Delusion comes as natural to us as breathing, and the most remarkable part of this is the fact that most of the time we don't even realize that we are fooling ourselves. I'm not saying that you have an Alice in Wonderland Syndrome or that you hallucinate. What I'm trying to say is that you actually have a "fool yourself machine" between those ears of yours which activates as soon as you face a situation that threatens your happiness.  

Sir Thomas Browne once wrote, "If I say that I am the happiest man alive. I have that power in me that can convert poverty into riches, adversity into prosperity, and I am more invulnerable than Achilles; fortune hath not one place to hit me." Sir Thomas explained all that I want to say with a single sentence. That's probably why he is titled a Sir, and I am not. Anyway, as he said we have it in us to have actually gotten a B+ instead of a C-, to actually have a Caesar salad instead of tuna, which the café doesn't have and perhaps most potently, to have actually been too good for someone who doesn't reciprocate your love. There are billions of examples that I could give and I'm sure you are also currently coming up with some from your own personal life.
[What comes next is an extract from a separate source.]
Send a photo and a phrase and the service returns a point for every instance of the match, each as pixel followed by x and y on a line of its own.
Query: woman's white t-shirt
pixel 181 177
Dan Gilbert, a Harvard psychologist, has a different way to interpret our ability to create our own reality and live in it. He calls it "the synthetic happiness" and in no way degrades this type of happiness. In his opinion it is also a kind of genuine happiness that we create within ourselves. Moreover he calls this a "psychological immune system," which is a very catchy name, I dare say myself. However by all do respect, I must say that I disagree. Getting what you really want and having to settle with what you want is not the same; the latter does not give the same satisfaction. I'm sorry, but this is also very true.

Don't get me wrong I don't want to be a pessimist or depress anyone here. On the contrary, I am trying to tell you guys how remarkable we are (by we I mean humans, just in case a monkey has snatched a copy of Bilnews from some corner of our campus and is currently reading it.)  We are creatures with talent and intellect. We are creatures that can do whatever we want as long as we put our minds to it. In fact, maybe this "fool yourself machine" in our heads is there to make sure we make use of our abilities and really get to the place we want to be. Like an airbag, or a parachute if you like, there to save us if an accident were to happen.  Just because what you really wanted to happen didn't happen, doesn't mean that you should be unhappy. Usually you do get over it by fooling yourself and somehow make yourself happy, whether it may be synthetic or not. Okay, maybe you would have been happier the other way around but life is not how we want it to be most of the time.

So I know that what I'm going to say right now is not what you come across every day in movies or TV series but it is what I think is right, and those are the only things that I write about.

People, just go ahead and fool yourselves because that's sometimes all you've got.